Upright Bass Wheels

There are wheels available (we sell 'em, too) that can be inserted into the bottom of your bass. They're great - I have certainly appreciated having one when I had to cover long distances between car and gig.

Installing:
You simply remove the endpin shaft (ok, sometimes it's not "simply" -- some endpins have a crossbar or other mechanism on the inside of the endpin that prevents it from falling out. In that case, you just shove the endpin into the bass, retrieve it from a f-hole, and remove or grind off whatever is preventing its removal.) and slide the wheel's shaft in. Good wheels have a flat side on the shaft that you can orient towards the thumbscrew, so you can use it to keep the wheel locked into the right direction.

Choosing:
It's important to choose the correct shaft size, so you'll probably have to measure the bass' endpin shaft. The most common size is 10mm (about 3/8 inch), followed by 8mm. Kays and Engelhardts with original endpins (all steel, both shaft and the receiver) are 1/2 inch; that size is typically only found on those brands, and keep in mind that some folks remove and replace those endpin mechanisms.

If you don't have a caliper, micrometer, or other device to measure the shaft, there are ways to get around that. My personal favorite is to go out to the garage and grab a few open-ended box wrenches (both SAE and Metric) - find the one that fits around the shaft the most perfectly, and read the size right off the wrench. No mechanic in the family? Get a piece of stiff cardstock or cardboard, and cut a notch in it. Continue to slightly widen that slot until the endpin fits perfectly - then measure the gap with a conventional ruler. Do the measurement with both inches and millimeters; as you can see, shafts are available in both metric and SAE (inches) sizes, and some of the sizes are very close.
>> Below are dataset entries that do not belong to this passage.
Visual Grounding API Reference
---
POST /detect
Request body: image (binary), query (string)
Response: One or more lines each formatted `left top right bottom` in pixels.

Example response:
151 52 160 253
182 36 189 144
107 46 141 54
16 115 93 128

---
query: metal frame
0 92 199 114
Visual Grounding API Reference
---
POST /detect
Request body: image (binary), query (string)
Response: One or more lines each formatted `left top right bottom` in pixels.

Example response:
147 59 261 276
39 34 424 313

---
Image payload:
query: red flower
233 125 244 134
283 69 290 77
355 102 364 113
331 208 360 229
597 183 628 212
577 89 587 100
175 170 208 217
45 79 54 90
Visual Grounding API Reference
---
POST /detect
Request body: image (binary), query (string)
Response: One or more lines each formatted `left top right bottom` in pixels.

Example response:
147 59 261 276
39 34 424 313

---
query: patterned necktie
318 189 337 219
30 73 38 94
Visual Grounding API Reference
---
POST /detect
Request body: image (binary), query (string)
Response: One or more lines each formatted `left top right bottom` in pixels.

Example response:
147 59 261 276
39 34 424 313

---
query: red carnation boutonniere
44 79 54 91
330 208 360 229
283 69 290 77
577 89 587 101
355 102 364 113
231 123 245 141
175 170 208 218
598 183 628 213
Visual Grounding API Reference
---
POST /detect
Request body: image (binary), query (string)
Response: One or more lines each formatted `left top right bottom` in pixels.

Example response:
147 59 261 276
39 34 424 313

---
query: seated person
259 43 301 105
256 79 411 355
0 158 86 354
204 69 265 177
Consider the bass and wheel you use; they are designed for use on relatively flat surfaces - but how much "give" there is in the wheel as well as the fragility of the bass still has to be considered. I use one of the less expensive wheels with my Kay because it is a laminated instrument, and while the wheel has some softness to absorb shock, the bass can take the vibration. My carved bass is more fragile and would call for the Gaines' pneumatic wheel, as it offers more shock absorption. Regardless, it's usually best to lift your instrument over rougher surfaces that might transmit too much shock. Please, don't jump the curb!

Using:
I like aligning my wheel so my bass rolls sideways-- I lean the bass shoulder into my right shoulder, reach over to grab the case handle or upper bout, and roll forward. You'll get the hang of steering in no time (people usually get out of the way when they see it coming, so who cares?)

Bass Wheel Alternatives:
There are some basses that cannot effectively use an endpin wheel. For instance, some endpins use a retainer thumbscrew that doesn't simply "jut against" the endpin, but rather tightens a collar around the entire endpin. Since this type does not press directly against the flat spot on the wheel's shaft, it cannot prevent the wheel from rotating. This is a bad thing; imagine walking at a good clip, and suddenly the wheel flips sideways. Not good. You might also have a non-removable endpin, or a solid wood non-adjustable one.

Don't worry, there is an option for you: The Bass Buggie is a small two-wheeled "cart" of sorts that quickly straps onto your bass and makes it as easy to "drive" as a hand-truck. It's one of my favorite products, and it solves most of those issues that make a bass wheel impractical or unusable.